After four profit warnings, it's becoming increasingly clear that something needs to change at Wm Morrison, says Camilla Palladino on Breakingviews.com.
And investors have realised just that, as weekend reports of a growing rift in the boardroom about the lack of change pushed the share price 1% lower yesterday, says DigitalLook. Now chairman Ken Morrison is under pressure to bring new non-executive blood into his boardroom. The problem is he's simply not moving fast enough.
Why? Sir Ken has made no secret of his disdain for non-executive directors, says Palladino. He only recently gave in to the idea when he appointed David Jones and Duncan Davidson to the board. The latter is alleged to have departed the group swiftly following tussles with Sir Ken himself.

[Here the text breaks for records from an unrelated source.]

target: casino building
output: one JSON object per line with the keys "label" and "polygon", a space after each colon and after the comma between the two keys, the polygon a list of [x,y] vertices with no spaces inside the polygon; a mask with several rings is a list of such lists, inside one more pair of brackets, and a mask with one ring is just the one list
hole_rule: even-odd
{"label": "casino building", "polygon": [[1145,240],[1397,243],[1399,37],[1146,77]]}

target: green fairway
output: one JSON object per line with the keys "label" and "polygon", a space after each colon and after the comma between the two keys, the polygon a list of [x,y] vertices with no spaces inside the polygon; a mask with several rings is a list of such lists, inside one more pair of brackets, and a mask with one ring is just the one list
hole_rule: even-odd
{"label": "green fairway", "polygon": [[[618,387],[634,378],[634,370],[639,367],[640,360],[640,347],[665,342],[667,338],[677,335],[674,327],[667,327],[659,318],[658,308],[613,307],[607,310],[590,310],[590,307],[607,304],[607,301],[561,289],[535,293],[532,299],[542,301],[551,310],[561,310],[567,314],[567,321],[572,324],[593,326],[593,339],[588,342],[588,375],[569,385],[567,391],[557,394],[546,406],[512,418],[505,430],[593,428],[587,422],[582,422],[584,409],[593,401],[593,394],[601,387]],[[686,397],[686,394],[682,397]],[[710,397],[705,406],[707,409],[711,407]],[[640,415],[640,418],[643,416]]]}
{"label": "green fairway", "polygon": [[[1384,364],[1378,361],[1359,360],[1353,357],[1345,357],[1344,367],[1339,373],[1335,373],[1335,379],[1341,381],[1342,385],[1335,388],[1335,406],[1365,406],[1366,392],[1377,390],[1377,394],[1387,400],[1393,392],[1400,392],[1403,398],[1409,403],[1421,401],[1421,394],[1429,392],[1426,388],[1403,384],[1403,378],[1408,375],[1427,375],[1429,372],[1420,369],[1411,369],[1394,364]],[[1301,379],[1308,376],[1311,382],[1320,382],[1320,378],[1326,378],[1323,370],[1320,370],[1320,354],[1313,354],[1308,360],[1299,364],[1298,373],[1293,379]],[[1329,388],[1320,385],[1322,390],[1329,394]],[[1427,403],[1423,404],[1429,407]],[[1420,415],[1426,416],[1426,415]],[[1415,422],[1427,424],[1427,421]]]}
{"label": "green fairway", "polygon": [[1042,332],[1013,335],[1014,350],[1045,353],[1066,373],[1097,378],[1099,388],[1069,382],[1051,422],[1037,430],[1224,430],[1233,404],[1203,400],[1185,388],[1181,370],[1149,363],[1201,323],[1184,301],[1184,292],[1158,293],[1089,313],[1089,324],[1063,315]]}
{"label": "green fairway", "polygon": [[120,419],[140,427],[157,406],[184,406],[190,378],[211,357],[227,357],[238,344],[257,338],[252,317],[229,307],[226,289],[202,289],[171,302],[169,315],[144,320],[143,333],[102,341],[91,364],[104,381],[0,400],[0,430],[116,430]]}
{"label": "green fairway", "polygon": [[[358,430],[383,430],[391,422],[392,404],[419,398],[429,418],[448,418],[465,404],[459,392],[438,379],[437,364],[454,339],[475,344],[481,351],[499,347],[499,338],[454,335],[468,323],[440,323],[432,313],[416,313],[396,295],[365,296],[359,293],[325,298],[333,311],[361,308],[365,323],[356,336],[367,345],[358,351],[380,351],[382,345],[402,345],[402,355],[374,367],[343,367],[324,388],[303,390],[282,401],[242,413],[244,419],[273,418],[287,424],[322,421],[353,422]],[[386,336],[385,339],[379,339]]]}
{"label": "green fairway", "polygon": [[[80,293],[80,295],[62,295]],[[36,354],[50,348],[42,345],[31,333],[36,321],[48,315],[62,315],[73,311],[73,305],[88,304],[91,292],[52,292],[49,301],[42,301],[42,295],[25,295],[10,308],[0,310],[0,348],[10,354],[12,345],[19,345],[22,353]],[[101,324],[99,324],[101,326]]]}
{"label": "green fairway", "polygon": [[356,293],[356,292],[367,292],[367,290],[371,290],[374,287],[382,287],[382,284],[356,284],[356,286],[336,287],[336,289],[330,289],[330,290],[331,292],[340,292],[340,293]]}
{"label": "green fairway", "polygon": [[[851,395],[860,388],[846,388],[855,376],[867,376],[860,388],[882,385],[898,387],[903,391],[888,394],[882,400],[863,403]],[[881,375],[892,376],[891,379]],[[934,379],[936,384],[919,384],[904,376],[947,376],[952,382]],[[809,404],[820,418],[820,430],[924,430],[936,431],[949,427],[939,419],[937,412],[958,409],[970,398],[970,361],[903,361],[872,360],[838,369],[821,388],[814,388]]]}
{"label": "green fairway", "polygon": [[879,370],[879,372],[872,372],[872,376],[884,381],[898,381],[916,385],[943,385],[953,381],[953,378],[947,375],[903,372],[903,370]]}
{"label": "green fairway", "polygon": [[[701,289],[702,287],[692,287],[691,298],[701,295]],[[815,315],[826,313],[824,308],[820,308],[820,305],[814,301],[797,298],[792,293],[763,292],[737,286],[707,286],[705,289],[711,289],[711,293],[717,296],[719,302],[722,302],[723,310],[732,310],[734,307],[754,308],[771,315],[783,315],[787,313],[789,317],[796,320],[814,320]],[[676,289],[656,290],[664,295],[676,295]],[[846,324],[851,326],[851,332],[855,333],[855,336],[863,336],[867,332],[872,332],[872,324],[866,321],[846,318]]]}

Moreover, should Safeway Morrison's recent acquisition which has been blamed for the profit warnings continue to hamper Morrison's performance, it may be the task of the newly appointed non-executives to remove Sir Ken from his position, says Palladino.
How could the whole problem be resolved? By Sir Ken enticing "the very best non-executives" and managers onboard...and then spelling out a "succession strategy" that all would be happy with. If he doesn't, Sir Ken could be in danger of losing the backing of his investors.